The problem is lack of sufficient depth beyond these notable players.

Ryan Malone, their most skilled physical forward, continues to be hampered by the toll his style is extracting from him, and cannot be considered reliably effective anymore. The Bolts lack skilled grinding forwards and shutdown defensemen, and of course, there’s the goaltending issue.

The question is, what will Yzerman do to address these problems? Does he shop some veterans for draft picks and prospects at the deadline? There’s talk of moving St. Louis, but unless the 37-year-old winger demands to be dealt, trading him would shed some salary and rob Stamkos of his set-up man.

A Tampa Bay pundit suggested shopping Lecavalier, but the eight-years and $45 million remaining on his contract is as effective a no-movement clause as the actual one in Lecavalier’s contract.

Yzerman has nearly $62 million invested in 21 players for next season, and with the cap dropping to $64.3 million, no wiggle room to add experienced depth via free agency.

He will get over $3.67 million in cap savings by putting Mattias Ohlund on long-term injury reserve. If Ohlund is forced to retire due to his knee surgeries, they’ll get similar cap relief, but without having to bump against the cap ceiling to do so.

He could move some players and salaries via trade, but as Erik Erlendsson of the Tampa Tribune recently observed, the Lightning have few tradeable assets they could afford to part with which would bring in the talent needed to bolster their overall depth.

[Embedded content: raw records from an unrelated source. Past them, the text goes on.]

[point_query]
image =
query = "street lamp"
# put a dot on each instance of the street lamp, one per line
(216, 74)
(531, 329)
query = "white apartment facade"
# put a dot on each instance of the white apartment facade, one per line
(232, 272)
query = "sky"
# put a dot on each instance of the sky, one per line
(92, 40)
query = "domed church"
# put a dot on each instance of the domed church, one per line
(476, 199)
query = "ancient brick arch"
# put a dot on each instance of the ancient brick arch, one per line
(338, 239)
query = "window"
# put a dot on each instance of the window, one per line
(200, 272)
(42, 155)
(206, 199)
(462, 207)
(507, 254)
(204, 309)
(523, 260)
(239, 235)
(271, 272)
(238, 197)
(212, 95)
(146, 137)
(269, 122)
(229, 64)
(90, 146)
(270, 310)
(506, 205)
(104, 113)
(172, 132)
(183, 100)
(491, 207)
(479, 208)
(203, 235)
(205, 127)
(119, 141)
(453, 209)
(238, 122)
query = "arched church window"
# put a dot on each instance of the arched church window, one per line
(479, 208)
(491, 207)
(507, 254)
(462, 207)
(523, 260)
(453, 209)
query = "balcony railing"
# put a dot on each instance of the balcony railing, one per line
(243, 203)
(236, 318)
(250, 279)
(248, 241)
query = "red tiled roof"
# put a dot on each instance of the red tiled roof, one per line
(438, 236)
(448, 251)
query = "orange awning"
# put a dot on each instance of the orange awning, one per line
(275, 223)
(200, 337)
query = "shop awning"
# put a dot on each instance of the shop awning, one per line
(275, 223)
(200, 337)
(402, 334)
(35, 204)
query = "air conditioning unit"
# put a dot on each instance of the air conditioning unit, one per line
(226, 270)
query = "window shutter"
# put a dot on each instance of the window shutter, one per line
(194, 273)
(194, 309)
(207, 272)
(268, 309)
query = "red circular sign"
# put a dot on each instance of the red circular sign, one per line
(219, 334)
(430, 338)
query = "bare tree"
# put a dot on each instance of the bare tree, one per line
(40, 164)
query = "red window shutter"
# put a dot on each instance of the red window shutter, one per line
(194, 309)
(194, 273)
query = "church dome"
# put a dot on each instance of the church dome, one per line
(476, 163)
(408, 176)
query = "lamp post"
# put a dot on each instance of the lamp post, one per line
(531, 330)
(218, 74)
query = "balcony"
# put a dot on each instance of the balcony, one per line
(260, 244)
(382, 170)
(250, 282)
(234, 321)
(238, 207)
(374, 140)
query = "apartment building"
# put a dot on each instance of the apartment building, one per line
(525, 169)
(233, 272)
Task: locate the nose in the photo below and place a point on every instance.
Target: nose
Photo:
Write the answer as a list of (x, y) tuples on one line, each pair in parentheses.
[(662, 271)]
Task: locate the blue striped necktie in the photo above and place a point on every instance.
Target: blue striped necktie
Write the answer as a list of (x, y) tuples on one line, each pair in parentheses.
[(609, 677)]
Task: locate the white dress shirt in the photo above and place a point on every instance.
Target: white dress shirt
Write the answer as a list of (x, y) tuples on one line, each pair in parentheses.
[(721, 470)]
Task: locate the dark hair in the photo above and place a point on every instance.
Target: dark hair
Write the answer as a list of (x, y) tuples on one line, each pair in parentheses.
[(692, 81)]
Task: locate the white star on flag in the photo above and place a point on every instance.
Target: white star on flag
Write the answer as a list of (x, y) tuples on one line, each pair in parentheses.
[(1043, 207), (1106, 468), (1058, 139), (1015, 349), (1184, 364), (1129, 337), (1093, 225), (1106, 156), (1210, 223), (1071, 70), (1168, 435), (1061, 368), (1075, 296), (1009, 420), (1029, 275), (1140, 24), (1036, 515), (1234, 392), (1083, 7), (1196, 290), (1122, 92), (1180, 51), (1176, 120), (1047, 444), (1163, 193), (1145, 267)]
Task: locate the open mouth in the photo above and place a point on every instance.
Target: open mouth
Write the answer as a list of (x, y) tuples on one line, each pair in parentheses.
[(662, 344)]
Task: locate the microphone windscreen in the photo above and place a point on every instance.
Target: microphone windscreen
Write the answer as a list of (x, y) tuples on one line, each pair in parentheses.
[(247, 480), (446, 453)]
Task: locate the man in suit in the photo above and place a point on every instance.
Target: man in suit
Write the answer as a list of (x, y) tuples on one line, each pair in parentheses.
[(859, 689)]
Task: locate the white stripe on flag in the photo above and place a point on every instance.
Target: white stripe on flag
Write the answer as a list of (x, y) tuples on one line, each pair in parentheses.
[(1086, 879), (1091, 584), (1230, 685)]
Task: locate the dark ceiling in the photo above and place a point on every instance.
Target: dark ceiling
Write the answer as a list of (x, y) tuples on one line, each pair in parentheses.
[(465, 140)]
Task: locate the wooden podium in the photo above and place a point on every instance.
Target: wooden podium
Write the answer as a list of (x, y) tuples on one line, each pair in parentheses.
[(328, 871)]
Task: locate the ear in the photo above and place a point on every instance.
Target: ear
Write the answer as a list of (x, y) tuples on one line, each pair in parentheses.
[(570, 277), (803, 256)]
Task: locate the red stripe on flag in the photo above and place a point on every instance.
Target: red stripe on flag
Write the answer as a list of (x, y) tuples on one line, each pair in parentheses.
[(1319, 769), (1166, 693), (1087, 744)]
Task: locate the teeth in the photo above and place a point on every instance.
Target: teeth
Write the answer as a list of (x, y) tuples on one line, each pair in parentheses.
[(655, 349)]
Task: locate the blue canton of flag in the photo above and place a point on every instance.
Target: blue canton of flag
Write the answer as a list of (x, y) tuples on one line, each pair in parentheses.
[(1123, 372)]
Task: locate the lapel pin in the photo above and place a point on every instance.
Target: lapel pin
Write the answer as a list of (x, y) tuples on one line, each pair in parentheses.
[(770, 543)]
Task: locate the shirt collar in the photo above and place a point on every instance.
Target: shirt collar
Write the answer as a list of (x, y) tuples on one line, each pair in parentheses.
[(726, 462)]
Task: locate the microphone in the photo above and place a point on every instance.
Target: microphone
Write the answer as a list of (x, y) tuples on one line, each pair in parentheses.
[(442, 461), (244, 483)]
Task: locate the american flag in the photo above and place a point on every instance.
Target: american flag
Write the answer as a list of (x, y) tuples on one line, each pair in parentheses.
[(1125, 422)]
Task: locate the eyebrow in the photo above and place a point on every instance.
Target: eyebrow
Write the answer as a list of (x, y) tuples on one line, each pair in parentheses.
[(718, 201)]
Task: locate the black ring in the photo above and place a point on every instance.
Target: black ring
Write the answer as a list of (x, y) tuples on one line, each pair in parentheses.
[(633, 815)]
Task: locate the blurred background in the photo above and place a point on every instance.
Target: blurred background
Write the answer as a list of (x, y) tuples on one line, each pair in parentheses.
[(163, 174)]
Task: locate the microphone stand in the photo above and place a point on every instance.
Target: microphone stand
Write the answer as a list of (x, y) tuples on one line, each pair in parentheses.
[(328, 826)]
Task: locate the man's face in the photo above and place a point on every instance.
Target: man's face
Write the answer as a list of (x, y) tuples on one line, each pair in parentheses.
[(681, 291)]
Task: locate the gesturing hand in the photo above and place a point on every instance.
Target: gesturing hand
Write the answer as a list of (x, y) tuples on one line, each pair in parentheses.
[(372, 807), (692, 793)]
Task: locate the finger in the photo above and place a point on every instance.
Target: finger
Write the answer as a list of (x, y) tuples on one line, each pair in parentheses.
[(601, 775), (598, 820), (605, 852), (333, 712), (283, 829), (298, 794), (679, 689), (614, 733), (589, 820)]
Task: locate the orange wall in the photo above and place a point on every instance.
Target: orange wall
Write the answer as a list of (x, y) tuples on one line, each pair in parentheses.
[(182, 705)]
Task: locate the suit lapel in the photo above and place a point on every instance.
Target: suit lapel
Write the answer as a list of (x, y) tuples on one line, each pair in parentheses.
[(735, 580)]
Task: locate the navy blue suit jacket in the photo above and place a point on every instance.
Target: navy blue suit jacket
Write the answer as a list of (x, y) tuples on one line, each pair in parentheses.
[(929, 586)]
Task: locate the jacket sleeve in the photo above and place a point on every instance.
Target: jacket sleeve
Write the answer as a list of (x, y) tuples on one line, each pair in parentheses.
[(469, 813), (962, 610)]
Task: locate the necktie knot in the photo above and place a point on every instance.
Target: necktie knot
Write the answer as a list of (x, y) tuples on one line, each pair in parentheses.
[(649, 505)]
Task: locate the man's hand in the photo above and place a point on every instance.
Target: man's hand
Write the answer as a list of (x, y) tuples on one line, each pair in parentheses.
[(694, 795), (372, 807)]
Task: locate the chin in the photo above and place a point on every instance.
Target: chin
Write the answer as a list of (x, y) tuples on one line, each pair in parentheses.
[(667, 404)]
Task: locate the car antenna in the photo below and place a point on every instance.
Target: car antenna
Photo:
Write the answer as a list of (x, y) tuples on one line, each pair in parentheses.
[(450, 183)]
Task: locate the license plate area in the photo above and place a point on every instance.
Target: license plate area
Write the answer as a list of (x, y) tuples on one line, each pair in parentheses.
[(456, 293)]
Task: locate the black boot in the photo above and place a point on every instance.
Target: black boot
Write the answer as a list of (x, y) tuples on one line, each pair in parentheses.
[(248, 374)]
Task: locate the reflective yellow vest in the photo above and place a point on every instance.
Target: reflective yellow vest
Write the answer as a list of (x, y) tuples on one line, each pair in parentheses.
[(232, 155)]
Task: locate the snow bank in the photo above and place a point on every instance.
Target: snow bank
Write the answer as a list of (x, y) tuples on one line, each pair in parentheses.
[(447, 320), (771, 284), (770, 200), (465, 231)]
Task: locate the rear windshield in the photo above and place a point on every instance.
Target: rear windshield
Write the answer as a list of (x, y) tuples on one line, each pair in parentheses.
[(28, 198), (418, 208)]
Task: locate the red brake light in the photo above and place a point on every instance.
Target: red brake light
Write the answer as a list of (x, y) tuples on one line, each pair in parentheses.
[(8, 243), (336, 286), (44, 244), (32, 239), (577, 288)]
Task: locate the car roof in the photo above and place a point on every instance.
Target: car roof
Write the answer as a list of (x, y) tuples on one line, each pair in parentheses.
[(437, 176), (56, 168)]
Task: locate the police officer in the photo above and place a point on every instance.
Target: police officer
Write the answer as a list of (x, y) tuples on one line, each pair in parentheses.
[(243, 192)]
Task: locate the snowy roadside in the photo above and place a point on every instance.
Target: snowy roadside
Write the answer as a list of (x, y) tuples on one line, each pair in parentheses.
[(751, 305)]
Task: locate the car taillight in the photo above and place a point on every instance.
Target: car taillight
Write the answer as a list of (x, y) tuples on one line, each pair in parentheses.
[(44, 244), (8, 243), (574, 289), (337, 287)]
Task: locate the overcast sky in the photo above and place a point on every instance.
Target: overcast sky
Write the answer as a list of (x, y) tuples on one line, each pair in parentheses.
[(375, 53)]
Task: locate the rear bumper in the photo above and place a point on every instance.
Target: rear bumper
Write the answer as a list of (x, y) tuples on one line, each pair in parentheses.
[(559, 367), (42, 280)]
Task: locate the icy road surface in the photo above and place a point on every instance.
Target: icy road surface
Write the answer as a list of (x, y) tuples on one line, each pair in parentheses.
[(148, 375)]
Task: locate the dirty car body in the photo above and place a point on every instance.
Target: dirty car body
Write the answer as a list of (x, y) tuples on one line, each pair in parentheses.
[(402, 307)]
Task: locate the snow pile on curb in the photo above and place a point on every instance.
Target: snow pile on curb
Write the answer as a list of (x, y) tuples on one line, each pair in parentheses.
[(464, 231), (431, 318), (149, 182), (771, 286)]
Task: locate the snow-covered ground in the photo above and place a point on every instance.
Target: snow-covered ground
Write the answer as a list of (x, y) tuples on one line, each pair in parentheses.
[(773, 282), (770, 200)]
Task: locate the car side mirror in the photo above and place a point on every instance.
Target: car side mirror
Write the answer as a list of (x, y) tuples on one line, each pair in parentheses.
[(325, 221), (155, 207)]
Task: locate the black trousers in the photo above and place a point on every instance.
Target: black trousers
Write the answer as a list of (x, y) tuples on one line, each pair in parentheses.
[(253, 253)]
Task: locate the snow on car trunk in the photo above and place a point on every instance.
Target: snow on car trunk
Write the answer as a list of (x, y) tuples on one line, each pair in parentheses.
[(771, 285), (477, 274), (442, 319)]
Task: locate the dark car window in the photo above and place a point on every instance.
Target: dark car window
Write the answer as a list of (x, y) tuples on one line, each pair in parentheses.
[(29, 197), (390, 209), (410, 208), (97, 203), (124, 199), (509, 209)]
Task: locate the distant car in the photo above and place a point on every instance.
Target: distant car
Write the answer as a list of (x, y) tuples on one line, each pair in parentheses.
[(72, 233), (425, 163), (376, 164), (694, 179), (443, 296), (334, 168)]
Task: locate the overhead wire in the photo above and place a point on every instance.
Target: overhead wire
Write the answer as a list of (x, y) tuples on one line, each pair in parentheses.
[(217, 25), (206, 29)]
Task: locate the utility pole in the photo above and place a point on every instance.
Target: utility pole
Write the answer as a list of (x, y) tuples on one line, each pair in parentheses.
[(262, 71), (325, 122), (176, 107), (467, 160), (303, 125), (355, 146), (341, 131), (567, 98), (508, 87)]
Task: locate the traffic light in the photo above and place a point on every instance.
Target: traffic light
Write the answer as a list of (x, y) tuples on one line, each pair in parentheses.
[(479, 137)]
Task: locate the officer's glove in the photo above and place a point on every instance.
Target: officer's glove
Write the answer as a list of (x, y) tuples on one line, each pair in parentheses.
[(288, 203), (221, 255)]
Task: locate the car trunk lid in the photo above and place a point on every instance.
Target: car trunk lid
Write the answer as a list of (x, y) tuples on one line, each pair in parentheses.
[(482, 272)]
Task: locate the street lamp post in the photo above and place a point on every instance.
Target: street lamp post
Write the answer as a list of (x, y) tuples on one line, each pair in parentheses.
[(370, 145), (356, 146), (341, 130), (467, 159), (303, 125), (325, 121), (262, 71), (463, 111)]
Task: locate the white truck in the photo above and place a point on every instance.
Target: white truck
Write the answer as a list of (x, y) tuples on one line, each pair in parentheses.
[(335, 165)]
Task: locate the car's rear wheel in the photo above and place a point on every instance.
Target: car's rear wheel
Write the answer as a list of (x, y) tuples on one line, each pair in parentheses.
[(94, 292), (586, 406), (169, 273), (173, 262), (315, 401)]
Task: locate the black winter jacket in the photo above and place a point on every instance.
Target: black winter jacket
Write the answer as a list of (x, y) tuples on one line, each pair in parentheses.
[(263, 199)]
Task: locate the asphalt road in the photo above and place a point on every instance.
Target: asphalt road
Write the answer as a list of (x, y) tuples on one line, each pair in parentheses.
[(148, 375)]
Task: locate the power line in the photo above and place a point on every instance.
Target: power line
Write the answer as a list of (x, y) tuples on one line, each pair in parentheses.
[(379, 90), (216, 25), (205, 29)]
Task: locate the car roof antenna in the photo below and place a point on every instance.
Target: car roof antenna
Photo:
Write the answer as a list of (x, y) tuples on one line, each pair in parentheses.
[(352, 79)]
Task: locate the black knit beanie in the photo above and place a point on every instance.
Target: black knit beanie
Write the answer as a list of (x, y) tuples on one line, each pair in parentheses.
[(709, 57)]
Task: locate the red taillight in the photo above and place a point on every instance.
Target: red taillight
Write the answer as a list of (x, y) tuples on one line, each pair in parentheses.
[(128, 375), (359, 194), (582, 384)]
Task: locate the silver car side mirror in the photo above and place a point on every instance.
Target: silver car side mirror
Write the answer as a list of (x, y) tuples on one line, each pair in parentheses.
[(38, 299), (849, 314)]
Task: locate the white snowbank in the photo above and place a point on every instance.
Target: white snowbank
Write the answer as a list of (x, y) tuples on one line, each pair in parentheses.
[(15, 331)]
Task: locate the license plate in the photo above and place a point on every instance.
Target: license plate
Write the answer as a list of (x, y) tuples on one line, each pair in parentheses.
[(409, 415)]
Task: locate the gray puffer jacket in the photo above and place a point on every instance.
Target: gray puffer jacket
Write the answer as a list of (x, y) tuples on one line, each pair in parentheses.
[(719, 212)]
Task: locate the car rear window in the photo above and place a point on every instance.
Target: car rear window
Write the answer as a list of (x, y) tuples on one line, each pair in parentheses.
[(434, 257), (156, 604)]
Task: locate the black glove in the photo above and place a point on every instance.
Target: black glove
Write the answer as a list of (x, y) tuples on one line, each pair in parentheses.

Yzerman could free up cap space this summer via compliance buyouts, allowing him to buy out up to two players without it counting against his cap.

It would free up considerable cap space if he opted to buy out Lecavalier and Malone (over $12 million combined per season in average annual salary), though ownership would have to agree to that bold step.

Will Yzerman be that bold? Or could he use the modified no-trade clause in Malone’s contract (in which he lists a 12-team trade list) and hope to shed the remainder of his salary in order to plunge the $4.5 million cap hit savings into other acquisitions?

The respect Yzerman garnered as one of the greatest captains in NHL history, combined with the success of his first season as Lightning GM, earned him a free pass through his club’s struggles last season. Now, the pool of goodwill toward him is growing shallow, and critics are becoming more vocal.

When he first took over as Lightning GM, it was suggested Yzerman was facing a true test in cleaning up the mess left him by the previous regime. It turns out his first true test comes now, entering his fourth summer, to prove to his critics he can recover from his recent stumbles.